After sometime, the sex offender registration act became effective. It established a notification and registration scheme for individuals convicted of certain enumerated sex offenses. Under that scheme, a convicted sex offender is classified into one of three levels based upon the risk that the offender will commit a repeat offense. If the risk of repeat offense is low, the sex offender is designated as a level one offender.
At the hearing, sources revealed that the offender must be given the opportunity to appear and be heard. Further, the offender must be provided with discovery relevant to the issues at the hearing.
The complainant bear the burden of proving the facts supporting the duration of registration and level of notification sought by clear and convincing evidence. At the conclusion of the hearing, the court must render an order setting forth its risk level determination, and the findings of fact and conclusions of law on which the determination is based. In conclusion, either party may appeal as of right from the court’s order.
Notably, the attorney, who represents the board in the proceeding, appears to believe that the board’s determination that the man is required to register is subject to the court’s review. In its memorandum submitted to the court, the attorney does not argue that the court lacks the power to review the board’s legal determination that the man must register.

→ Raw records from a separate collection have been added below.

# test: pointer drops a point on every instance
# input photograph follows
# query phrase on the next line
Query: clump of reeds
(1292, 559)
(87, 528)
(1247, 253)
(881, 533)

To the contrary, the memorandum, citing a law specifically acknowledges that the board initially determines whether or not an offender convicted in an out-of-state jurisdiction is required to register and then makes a recommendation to the court. As a result, it appears that the attorney agrees with the court’s interpretation of the law and does not contest the court’s power to review whether the board’s decision was legally sound.
The court then found no cases from either the court of appeals or the appellate divisions which would preclude the court from reviewing the board’s registration decision. Indeed, no appellate court has addressed the precise issue presented. The court is aware, however, of a decision to the contrary issued by a court of concurrent jurisdiction.

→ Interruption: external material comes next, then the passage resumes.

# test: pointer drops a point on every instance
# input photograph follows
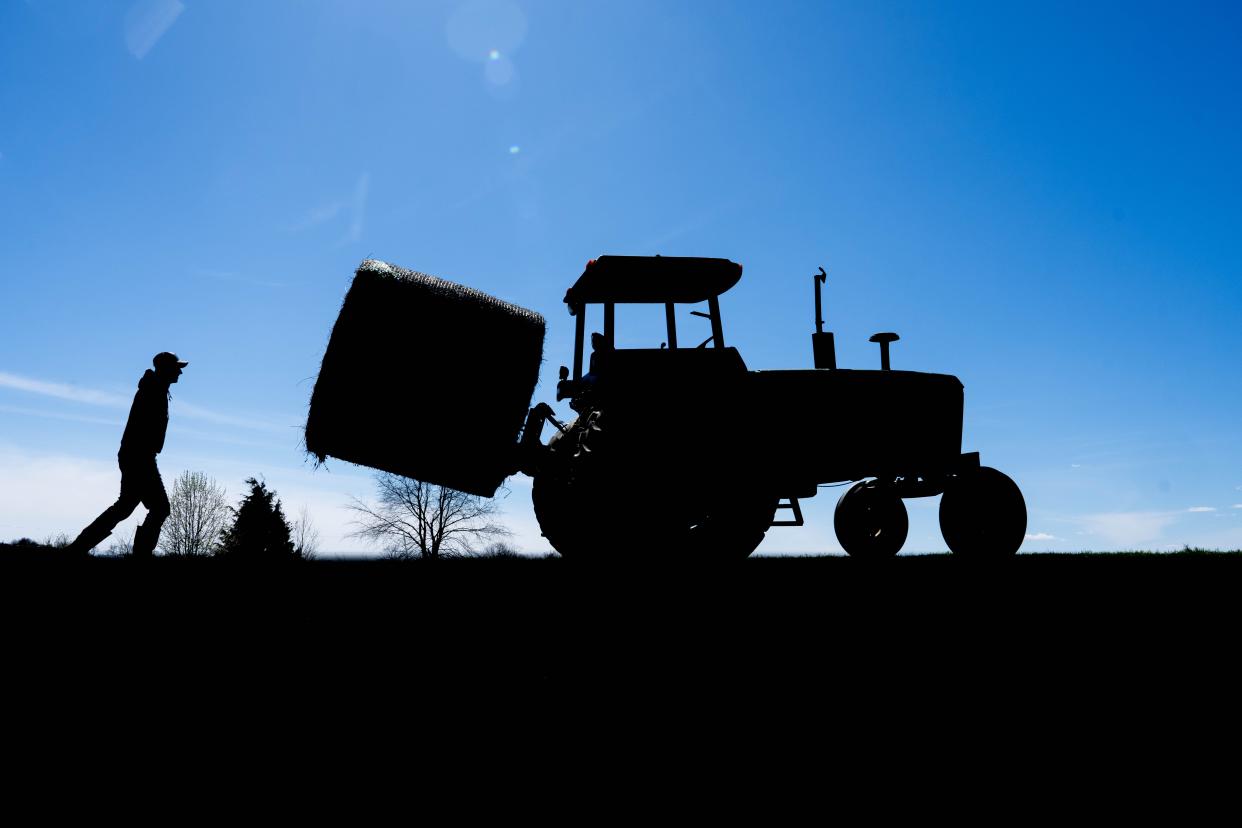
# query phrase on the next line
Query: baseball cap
(165, 359)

Based on records, registration in the state is also required for those sex crimes offenders convicted in other jurisdictions of any offense which includes all of the essential elements of certain enumerated in the state’s felony sex offenses. Further, the ruling does not define essential elements nor does it provide any further guidance on how to determine if an out-of-state conviction qualifies for the state’s registration.
Subsequently, the man argues that that term should be strictly construed and urges the court to apply the essential elements test developed by the court of appeals for using out-of-state convictions to adjudicate the offender as prior felony offenders. The attorney argues that applying the said test would frustrate the intent of the sex offender act.

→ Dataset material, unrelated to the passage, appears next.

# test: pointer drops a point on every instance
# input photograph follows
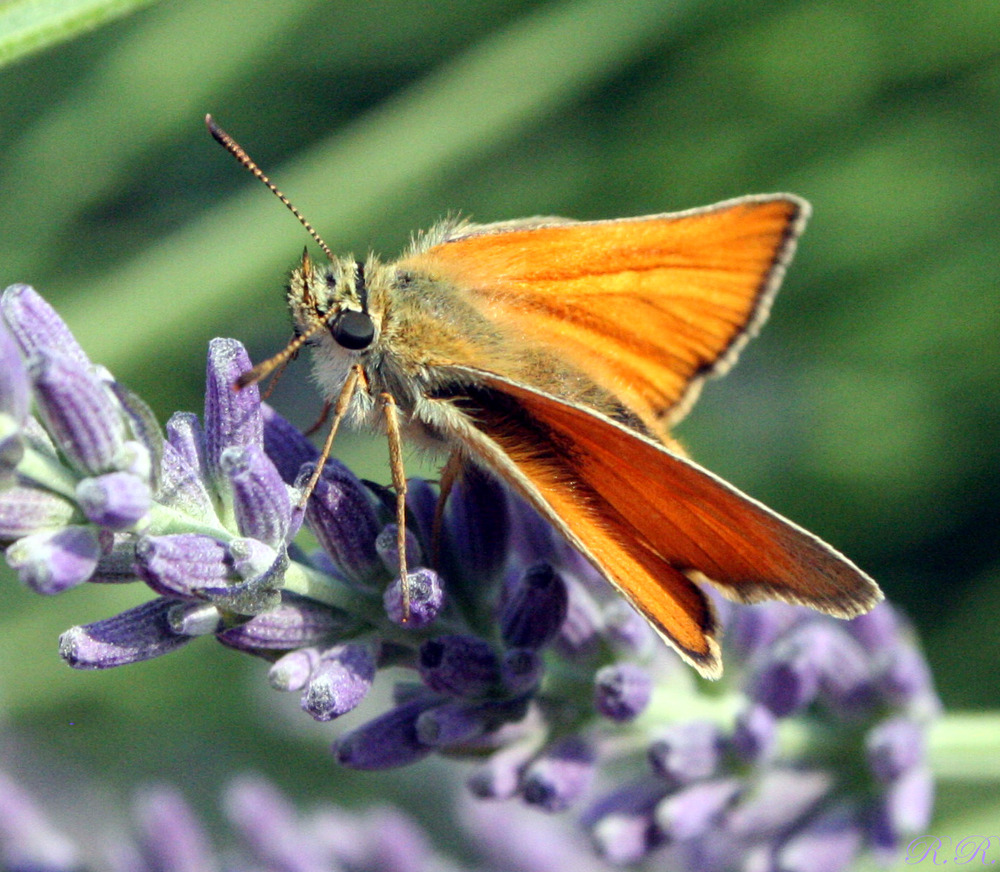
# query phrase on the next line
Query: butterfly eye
(353, 330)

Sources revealed that the court of appeals has strictly construed the essential elements test for determining whether an out-of-state conviction qualifies as a prior felony for predicate felon adjudications. In addition, the test requires that the elements of the out-of-state crime be virtually identical to the counterpart elements of the felony. Moreover, in determining whether the test is satisfied, the court is limited to comparing the law with the out-of state ruling, and may not consider the factual allegations in the indictment or the evidence at trial.
The court however agrees with the man that the elements of the federal and the statute are not sufficiently alike to require the man to register in the state as a sex offender. It is apparent that it is possible to violate the federal criminal ruling with depictions of an individual less than eighteen years of age without violating either of the analogous rulings. Since the state and federal rulings have different elements with regard to the age of the victim, the court concludes that the federal ruling fails the essential elements test contained in the sex offender act. Consequently, the man cannot be required to register in the state as a sex offender.
On the other hand, the criminal court is not oblivious of the attorney general’s position that a strict application of the essential elements test may limit the number of convicted offenders who must register and therefore may be inconsistent with the spirit of the sex offender registration act. The recent legal modification of the act made clear that the legislature intended to expand, rather than limit, the act’s scope with regard to out-of-state offenders. However, the court is bound by the language of the law and by the clear holdings of the court of appeals that define the essential elements test.